The last post was about architecture decisions.
This one is about execution.
I spent this cycle turning ideas into something runnable and testable. Not polished. Not “AI magic.” Just real foundations.
What shipped since the last post
1) REST API vertical slice
navi-agent now has a working API backbone with health, task, and agent routes, including sync flow.
This gave me a full path from request → service → persistence → response, which is where real design flaws start to show up.
2) SQLite persistence for tasks and agents
I moved core state out of memory and into SQLite for both tasks and agent metadata.
That sounds simple, but it changes everything: restart behavior, debugging, and confidence in iterative testing.
3) Real agent sync + data-defined agent loading
Agent sync is no longer fake.
Agents are loaded from filesystem definitions and synced into persistence.
This aligns with the core principle of navi-agent: agents are data, not hardcoded logic.
4) REPL/TUI loop for fast local testing
I added a simple REPL to exercise behavior quickly without bouncing through HTTP every time.
Current focus is making outputs explicit so it’s obvious what is:
- user message
- model “thinking” signal
- tool response
- orchestrator final answer
That visibility matters more than pretty UI right now.
5) Sprint 1 orchestrator loop + tool calling
I implemented a basic orchestrator loop where the model can request tools through a structured tool-call format, tools execute, and results feed back into the next turn.
It supports single and multi-tool call patterns in the same exchange.
6) Basic MCP integration path
A minimal MCP path is wired for tool execution flow, enough to validate the architecture direction without overbuilding too early.
7) Dev onboarding improved with .env
Fresh clone experience now supports .env-based local setup for:
- API key
- default provider
- default model
- environment mode (
development/production)
On startup in development mode, navi-agent prints which .env files were loaded.
No guessing, no “why is this config not applying?” confusion.
8) First-launch config directory creation is explicit
navi-agent now creates its user config directory on first launch before command execution.
That removes a bunch of hidden friction for first-time contributors.
Tool calling test

Logging decision (important)
I had a long architecture discussion about telemetry, and I’m choosing the pragmatic path:
- No OpenTelemetry for now
- Use Go native
log/slog - Structured JSON Lines (
.jsonl) local logs - Rotation
- Make logs easy for MCP tools to inspect
Why: navi-agent is local-first right now. I want observability without dependency bloat or complexity tax.

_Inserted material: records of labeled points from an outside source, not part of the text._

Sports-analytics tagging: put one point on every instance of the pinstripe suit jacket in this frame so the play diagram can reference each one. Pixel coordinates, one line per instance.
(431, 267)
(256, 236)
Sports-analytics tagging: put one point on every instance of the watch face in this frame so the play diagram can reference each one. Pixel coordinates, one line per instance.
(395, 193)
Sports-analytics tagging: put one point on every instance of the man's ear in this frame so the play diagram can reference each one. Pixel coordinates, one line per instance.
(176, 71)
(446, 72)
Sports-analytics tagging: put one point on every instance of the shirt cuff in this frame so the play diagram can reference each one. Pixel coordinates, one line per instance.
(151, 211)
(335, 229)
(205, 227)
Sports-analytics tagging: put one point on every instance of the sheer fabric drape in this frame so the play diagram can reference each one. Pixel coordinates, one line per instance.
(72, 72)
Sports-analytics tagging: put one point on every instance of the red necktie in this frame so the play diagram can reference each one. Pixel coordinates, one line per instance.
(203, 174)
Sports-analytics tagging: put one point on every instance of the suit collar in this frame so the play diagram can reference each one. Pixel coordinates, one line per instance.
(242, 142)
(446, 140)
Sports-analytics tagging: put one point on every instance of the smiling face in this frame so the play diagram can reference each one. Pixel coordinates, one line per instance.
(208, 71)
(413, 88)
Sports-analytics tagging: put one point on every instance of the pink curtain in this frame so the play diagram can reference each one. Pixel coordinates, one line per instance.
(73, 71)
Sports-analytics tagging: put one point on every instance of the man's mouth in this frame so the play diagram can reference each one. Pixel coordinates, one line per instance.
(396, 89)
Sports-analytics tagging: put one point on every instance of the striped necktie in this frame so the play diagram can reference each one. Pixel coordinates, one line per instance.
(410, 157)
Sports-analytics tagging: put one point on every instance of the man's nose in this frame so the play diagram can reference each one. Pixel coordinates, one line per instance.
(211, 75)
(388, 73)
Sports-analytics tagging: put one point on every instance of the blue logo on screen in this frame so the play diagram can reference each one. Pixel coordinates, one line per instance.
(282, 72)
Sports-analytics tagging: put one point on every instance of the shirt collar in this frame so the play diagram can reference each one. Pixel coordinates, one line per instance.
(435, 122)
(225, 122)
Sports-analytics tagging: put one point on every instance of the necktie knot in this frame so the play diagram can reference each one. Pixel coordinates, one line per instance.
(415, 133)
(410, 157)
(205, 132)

This keeps things minimal, testable, and future-proof.
Process note: architect + AI pair execution
I rewrote this project multiple times. Prototype → refactor → miss → rewrite again.
That’s not chaos anymore. It’s intentional process.
I’m running an XP-like loop with AI pair programming:
- I own architecture, boundaries, and trade-offs.
- AI accelerates implementation, test iteration, and mechanical refactors.
So rewrites are not failure signals. They are part of design convergence.
Sprint remodel (updated)
Sprint 1 — Single-agent runtime stability (current)
- Simple navi-agent TUI ✅
- Basic main orchestrator agent ✅
- Basic tool calling ✅
- Basic MCP integration ✅
- .env onboarding ✅
- Agent configuration folder requirements revision/re-think ⏳
- Logging foundation (
slog+ JSONL) ⏳
Goal: TUI asks model to use tools and tool flow is reliable/observable.
Sprint 2 — Specialist vertical slice (no full agency yet)
- Basic specialist agents: planner, researcher, coder, tester (one active at a time)
- Basic native MCP tools expansion
- More CLI commands
- TUI UX improvements (clarity, traceability, consistency)
Goal: TUI can call MCP tools and route to one specialist agent per turn.
Sprint 3 — Agency rollout
- Controlled multi-agent delegation
- Guardrails (limits, failure policy, recovery paths)
- Better orchestration timeline/debug view
Goal: multi-agent coordination with predictable behavior and debuggable traces.
Infrastructure survives hype cycles.
So I’m building infrastructure first.
If you’re building local-first AI tooling too, I’d love your feedback on the logging direction and sprint structure.